A new paper in British medical journal The Lancet argues that this fatal flaw in PCR tests should render them ineligible as the basis “for evaluating a SARS-CoV-2 public health test.”
Written by medical professors from Harvard, Oxford and the University of Liverpool, the paper urges policymakers to stop relying on PCR tests, which are not the “gold standard,” to devise COVID-19 policy, particularly recommended or required isolation:
Testing to help slow the spread of SARS-CoV-2 asks not whether someone has RNA in their nose from earlier infection, but whether they are infectious today. It is a net loss to the health, social, and economic wellbeing of communities if post-infectious individuals test positive and isolate for 10 days.
The recommended “10-day isolation period” for people who test positive is based on an average contagious window of four to eight days, with “most transmission occurring before day 5.”
The paper puts PCR testing in its proper place: It’s extremely useful to learn whether a given person has been infected in the past several weeks “or occasionally months,” especially those “without symptoms or known exposures,” but it’s useless for designing a public health response.

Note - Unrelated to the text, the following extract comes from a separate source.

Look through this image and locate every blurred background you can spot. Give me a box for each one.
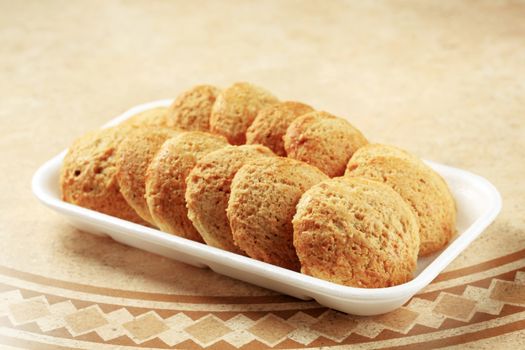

The authors urge policymakers to revisit another method, commonly known as antigen tests, that has been mistakenly characterized as insufficiently sensitive to catch asymptomatic infections (which are already extremely unlikely to transmit live virus). They also discuss the oft-overlooked issue of “cycle thresholds” in tests: When they are run too high, they tend to catch dead virus or otherwise noninfectious viral loads.
One of the authors, Harvard School of Public Health’s Michael Mina, warned against reliance on PCR tests to set public health policy all the way back in August. He told The New York Times they provide a “plus or minus” answer, and relying on them is “really irresponsible” when the core issue is “quantitative” – the viral load in a given infected person.